I didn't bother to try to figure it out from the dimensions they give for the PMega, against those available for the standard Pico and a 26XXX batt (not a fan of 26XXX batts) because I'm not really interested in it. It's way bigger than the Pico, and the small compact size is why I like my 3 Pico's with Avo 22's on them. If I buy more Pico's it would probably be the new all black models they have now and black Avo 22's for them (yes I know they are clones... I hate clones, but I love Avo's so if that's the only way I can get black Avo 22's...). Anyway, here's their site with some dimensions if you want to figure it out.
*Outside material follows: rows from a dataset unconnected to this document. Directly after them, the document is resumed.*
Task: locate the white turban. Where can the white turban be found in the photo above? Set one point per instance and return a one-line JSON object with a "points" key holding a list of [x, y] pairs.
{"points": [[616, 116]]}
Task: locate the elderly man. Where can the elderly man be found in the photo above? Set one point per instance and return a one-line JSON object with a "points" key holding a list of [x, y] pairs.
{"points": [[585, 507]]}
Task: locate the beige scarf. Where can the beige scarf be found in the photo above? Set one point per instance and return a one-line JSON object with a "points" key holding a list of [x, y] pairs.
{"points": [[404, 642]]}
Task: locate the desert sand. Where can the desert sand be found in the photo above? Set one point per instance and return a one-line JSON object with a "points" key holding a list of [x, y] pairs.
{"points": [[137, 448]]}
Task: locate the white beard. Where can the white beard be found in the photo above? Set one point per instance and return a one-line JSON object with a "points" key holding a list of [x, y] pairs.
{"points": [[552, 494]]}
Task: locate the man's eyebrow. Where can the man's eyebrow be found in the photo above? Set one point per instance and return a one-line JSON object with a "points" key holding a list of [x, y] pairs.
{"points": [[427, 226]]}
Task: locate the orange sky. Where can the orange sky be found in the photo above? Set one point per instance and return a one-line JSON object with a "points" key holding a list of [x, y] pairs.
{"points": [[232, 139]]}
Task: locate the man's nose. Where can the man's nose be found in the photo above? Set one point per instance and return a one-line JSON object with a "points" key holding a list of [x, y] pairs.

http://www.eleafworld.com/istick-pico-mega-kit/

The Avo 24's are my favorite tanks by far. I run my 3 on a Minikin V1.5 and VGOD, and a Sig213 (but am thinking about getting another V1.5 or Sig213 or both/more 24's since I retired all the other TC mods/NC's/tanks/coils (the Minikin's, Sig and Pico's are the only TC mods I am running now, and only with Avo's).
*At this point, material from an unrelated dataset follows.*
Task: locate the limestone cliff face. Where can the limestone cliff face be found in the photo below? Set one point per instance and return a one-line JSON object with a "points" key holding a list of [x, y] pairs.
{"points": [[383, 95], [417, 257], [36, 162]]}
Reactions: Like 2 | Thanks 1


----------



## Pixstar (24/7/16)

Spydro said:


> It is more like a "teardrop" shape than the Pico to allow for the 26XXX batts, but the kit comes with a 22mm Melo tank same as the Pico Kit does. So I can't say for sure either way Rich. It doesn't state anything about max tank/atty size on their web site, but I doubt it since it comes with a Melo.
> 
> I didn't bother to try to figure it out from the dimensions they give for the PMega, against those available for the standard Pico and a 26XXX batt (not a fan of 26XXX batts) because I'm not really interested in it. It's way bigger than the Pico, and the small compact size is why I like my 3 Pico's with Avo 22's on them. If I buy more Pico's it would probably be the new all black models they have now and black Avo 22's for them (yes I know they are clones... I hate clones, but I love Avo's so if that's the only way I can get black Avo 22's...). Anyway, here's their site with some dimensions if you want to figure it out.
> 
> ...


Have a look at the Asmodus Ohmsmium if you haven't already.

Reactions: Thanks 1


----------



## Spydro (24/7/16)

Pixstar said:


> Have a look at the Asmodus Ohmsmium if you haven't already.



Thanks for the thought. 

Never say never, but I doubt that I'd ever be interested in it (same as this Pico Mega). More Avo 24's on more of the same dual series batt mods that have already proven themselves to me makes more sense if I were to buy anymore TC mods/tanks at all. I almost pulled the trigger on a couple of SX Mini Q Class that caught my eye a while back, but they are unproven to me so I passed them up. I already have *WAY* more gear than I could ever need, and most of it is not used anymore. So I don't want to buy anymore that I will probably not use anyway (I already have more than enough TC mods/tanks that I don't use).

Reactions: Agree 1


----------